Ultimately, Sharpe ended the meeting by outlining the commission’s plan for the next couple of months. He said that they would take this month to figure out how much money would be allotted for the parking garage project, and then next month, they could discuss some specific questions that could impact the design of the garage, such as whether the garage will serve any other functions, whether the garage would be operated by people or technology, whether drivers would pay for parking on the way in or out, and any other pertinent issues affecting the project.
At the meeting, Patterson also brought up parking issues surrounding residences near the Fifth Street and Tyler Avenue area, as students and other non-residents have been crowding these streets with their vehicles. Although a two-hour time limit has been imposed on these spots, Patterson said that the commission needs to be exploring the possibility of other solutions, including the implementation of a hang-tag system for residents of the area, a system used in various neighborhoods in other cities.
Patterson said that naturally there are kinks to work out in terms of the potential enforcement of such a policy, the number of hang-tags a given residence would receive, and how such a policy would affect the day-to-day quality of life of the current residents, but that a solution to the problem was something worth exploring in the coming months.
The commission was also presented with the monthly parking report and the proposed parking budget for the upcoming fiscal year.
Parking Director Matt Davis presented last month’s statistics, noting that the month has been relatively steady, outside of the downtick in revenue due to the end of the school year halfway through the month and the absence of much of the student population. Davis did say that hopefully they would see an increase in activity due to the NCAA baseball regional.

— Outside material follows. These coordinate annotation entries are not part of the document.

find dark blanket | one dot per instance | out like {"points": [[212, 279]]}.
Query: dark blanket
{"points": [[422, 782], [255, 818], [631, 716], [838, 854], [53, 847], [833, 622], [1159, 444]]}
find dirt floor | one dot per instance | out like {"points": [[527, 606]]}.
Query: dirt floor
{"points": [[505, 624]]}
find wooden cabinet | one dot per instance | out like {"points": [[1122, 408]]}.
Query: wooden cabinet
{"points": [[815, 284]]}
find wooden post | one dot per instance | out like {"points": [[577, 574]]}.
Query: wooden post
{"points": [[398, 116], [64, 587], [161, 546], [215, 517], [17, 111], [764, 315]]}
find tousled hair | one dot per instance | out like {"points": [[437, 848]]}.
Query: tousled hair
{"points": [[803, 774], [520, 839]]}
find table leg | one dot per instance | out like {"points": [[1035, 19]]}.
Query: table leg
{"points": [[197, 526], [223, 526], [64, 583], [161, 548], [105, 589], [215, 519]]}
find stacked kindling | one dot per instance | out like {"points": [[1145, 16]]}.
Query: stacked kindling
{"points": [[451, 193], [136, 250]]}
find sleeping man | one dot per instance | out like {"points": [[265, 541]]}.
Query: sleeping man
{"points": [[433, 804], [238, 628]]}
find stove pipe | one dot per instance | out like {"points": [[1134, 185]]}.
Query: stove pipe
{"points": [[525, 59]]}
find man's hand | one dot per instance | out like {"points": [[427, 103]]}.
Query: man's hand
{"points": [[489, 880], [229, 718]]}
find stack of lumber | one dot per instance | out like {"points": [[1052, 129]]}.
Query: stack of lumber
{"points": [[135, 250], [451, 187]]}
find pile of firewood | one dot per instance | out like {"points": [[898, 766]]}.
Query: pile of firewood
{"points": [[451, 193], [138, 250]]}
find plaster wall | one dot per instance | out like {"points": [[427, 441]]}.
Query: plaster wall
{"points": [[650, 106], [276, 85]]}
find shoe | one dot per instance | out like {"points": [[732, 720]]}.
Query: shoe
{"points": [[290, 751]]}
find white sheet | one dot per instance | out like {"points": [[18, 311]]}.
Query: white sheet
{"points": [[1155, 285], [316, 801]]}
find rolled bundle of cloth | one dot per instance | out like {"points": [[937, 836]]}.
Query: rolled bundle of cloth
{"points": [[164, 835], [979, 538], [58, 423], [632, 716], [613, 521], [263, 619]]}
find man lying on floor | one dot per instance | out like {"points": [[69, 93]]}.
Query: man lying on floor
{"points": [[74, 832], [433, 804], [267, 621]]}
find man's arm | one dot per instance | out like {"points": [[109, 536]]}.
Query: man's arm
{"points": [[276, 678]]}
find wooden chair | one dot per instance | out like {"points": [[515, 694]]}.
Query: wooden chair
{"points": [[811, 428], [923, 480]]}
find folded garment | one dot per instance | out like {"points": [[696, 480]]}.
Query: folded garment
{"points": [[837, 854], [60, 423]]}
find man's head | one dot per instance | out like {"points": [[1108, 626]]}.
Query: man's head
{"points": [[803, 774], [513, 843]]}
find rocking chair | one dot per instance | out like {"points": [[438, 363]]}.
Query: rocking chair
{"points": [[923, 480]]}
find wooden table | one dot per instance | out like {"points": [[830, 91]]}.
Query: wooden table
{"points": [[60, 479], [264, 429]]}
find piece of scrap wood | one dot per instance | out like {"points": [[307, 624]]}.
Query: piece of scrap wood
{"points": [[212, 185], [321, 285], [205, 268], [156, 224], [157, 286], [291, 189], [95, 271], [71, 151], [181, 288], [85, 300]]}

As for the annual parking budget, Davis called attention to two amendments that would raise the budget for the repairs and maintenance of parking meters from $4,000 to $10,000, while also providing $5,000 more for miscellaneous disbursements that would help to pay for the replacements of meter batteries. After discussing these two increases, the commission agreed that it would be more effective to put the two areas under the same umbrella of “maintenance and repair,” and they approved the amended budget.